Agents are distributed as Git repositories. We'll use the modular-public agent:

git clone https://github.com/poking-agents/modular-public

Run the agent

viv run count_odds/main --task-family-path vivaria/examples/count_odds --agent-path path/to/modular-public

This will output a link and run number. Follow the link to see the run's trace and track the agent's progress on the task. You can also connect to the run using viv ssh <run_number> or docker exec:

viv ssh <run_number> --user agent  # omit '--user agent' to connect as root
docker exec -it <container_name> bash -l

Running your own agent and task

There are two ways to run agents on tasks, depending on if your Vivaria instance has Git support set up or not.

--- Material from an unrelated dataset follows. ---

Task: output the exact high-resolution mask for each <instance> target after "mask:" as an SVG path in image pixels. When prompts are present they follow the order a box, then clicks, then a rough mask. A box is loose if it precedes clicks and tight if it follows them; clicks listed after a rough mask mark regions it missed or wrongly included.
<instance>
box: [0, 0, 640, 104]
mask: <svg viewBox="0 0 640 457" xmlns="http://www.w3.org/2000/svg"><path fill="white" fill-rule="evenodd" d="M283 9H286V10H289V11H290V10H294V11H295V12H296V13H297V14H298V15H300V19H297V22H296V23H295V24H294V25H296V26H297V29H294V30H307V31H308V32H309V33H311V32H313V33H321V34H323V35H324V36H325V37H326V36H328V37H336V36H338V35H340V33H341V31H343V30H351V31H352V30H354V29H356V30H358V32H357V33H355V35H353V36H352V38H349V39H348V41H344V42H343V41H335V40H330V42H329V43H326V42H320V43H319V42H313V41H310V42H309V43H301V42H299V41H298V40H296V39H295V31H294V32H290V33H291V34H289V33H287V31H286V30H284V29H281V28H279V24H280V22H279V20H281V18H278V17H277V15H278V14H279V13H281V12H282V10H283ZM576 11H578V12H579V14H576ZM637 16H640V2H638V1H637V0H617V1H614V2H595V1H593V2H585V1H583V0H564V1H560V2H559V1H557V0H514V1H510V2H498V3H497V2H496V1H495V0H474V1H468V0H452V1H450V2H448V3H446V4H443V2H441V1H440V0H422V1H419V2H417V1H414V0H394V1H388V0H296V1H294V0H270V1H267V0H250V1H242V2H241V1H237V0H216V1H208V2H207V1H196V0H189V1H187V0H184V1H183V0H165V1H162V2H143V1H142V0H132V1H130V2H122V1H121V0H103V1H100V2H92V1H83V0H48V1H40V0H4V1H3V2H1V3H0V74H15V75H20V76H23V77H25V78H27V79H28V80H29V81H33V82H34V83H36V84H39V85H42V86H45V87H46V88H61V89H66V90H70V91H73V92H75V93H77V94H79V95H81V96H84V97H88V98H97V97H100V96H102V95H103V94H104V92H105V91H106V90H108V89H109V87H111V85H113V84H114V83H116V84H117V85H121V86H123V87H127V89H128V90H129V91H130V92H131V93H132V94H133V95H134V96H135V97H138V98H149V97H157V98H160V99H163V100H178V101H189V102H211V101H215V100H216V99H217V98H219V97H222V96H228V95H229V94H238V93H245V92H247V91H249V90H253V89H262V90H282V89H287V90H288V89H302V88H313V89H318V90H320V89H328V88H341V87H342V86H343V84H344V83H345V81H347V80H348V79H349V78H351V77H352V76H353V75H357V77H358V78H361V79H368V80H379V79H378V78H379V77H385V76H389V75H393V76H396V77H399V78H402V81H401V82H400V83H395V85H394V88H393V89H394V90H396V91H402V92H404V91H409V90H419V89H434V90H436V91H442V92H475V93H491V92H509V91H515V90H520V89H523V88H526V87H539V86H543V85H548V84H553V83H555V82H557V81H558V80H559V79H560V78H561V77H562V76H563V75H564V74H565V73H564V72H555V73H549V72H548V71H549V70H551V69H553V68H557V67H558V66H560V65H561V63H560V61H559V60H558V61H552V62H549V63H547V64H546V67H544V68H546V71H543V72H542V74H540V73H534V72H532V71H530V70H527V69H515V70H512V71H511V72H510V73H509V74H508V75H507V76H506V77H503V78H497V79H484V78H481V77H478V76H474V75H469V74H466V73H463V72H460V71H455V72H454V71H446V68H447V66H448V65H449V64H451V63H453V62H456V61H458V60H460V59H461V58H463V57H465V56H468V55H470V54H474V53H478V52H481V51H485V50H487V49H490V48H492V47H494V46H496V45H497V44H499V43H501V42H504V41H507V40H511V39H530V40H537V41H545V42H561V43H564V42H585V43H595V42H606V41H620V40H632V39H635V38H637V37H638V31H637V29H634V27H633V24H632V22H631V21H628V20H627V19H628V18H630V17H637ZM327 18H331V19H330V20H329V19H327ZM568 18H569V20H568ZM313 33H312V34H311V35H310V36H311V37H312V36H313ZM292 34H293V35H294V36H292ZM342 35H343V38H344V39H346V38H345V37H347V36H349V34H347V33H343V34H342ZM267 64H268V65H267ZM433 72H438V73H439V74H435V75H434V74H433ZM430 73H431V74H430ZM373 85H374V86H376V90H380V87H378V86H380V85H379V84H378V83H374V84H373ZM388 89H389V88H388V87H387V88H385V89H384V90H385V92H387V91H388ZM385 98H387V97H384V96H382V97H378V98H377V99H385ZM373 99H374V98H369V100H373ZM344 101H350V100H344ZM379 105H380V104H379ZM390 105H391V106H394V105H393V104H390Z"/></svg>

Upload your task and agent directly to Vivaria

This works whether or not your Vivaria instance has Git support, and is the method used in our example above.

viv run count_odds/main --task-family-path path/to/count_odds --agent-path path/to/my-agent-repo

Vivaria will create two zip files, one containing the task code in the folder path/to/count_odds and another containing the agent in path/to/my-agent-repo. It'll upload both zip files to Vivaria, which will start a task environment based on the task code and run the agent in it.

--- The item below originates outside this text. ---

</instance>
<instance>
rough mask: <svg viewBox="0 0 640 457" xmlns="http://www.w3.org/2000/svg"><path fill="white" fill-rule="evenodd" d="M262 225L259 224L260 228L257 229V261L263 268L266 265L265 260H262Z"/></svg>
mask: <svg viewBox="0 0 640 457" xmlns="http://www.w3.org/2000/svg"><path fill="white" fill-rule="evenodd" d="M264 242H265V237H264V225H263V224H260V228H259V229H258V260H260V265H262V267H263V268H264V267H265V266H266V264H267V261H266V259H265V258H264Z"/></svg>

Push your agent to a Git remote

This only works if your Vivaria instance has Git support.

cd path/to/my-agent-repo
viv run count_odds/main

Vivaria will commit and push any uncommitted agent changes from your computer to your Git hosting service. Then, it'll look up the task count_odds/main in your Vivaria instance's tasks Git repo, start a task environment based on that task, and run your agent in it.

Running the specific version of a task

If the task repository you're running from has version tags enabled, then you can run specific versions of tasks. The current task versioning scheme is per family, and the required tag format is [email protected].

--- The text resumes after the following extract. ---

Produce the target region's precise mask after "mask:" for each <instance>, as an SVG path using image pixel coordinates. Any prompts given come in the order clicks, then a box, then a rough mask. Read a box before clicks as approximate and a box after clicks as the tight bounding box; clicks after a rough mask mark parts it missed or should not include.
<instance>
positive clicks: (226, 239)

To run a task on a specific version, you can run with

viv run count_odds/main@count_odds/v1.2.3

Other features

Run viv run --help to see a full list of flags for viv run.

Intervention mode

You can use viv run <task> -i (or --intervention) to enable human input on certain agent actions, if the agent code supports this by calling the rate_options or get_input functions from pyhooks.

Run-time agent settings arguments

You can pass arbitrary run-time arguments to your agent in several ways. The following are equivalent:

viv run count_odds/main --agent_settings_override="\"{\"actor\": {\"model\": \"gpt-4o\"}\""

echo "{\"actor\": {\"model\": \"gpt-4o\"}" > settings_override.json
viv run count_odds/main --agent_settings_override "settings_override.json"

You can also store this information inside a manifest.json file inside the agent (see modular-public/manifest.json for an example)

// manifest.json
{
  "defaultSettingsPack": "my_settings",
  "settingsPacks": {
    "my_settings": {
      "actor": {
        "model": "gpt-4o"
      }
    },
    ...
  }
}

And refer to it like this:

viv run count_odds/main --agent_settings_pack my_settings

Lastly, you can an agent from a previous state. You can copy the state by clicking "Copy agent state json" in the Vivaria UI and then pasting it into some file (state.json in this example). the agent will then reload this state if you use the following argument:

viv run count_odds/main --agent_starting_state_file state.json

If you use multiple of these options, the override takes highest priority, then the settings pack, then the agent state, and lastly the default settings pack.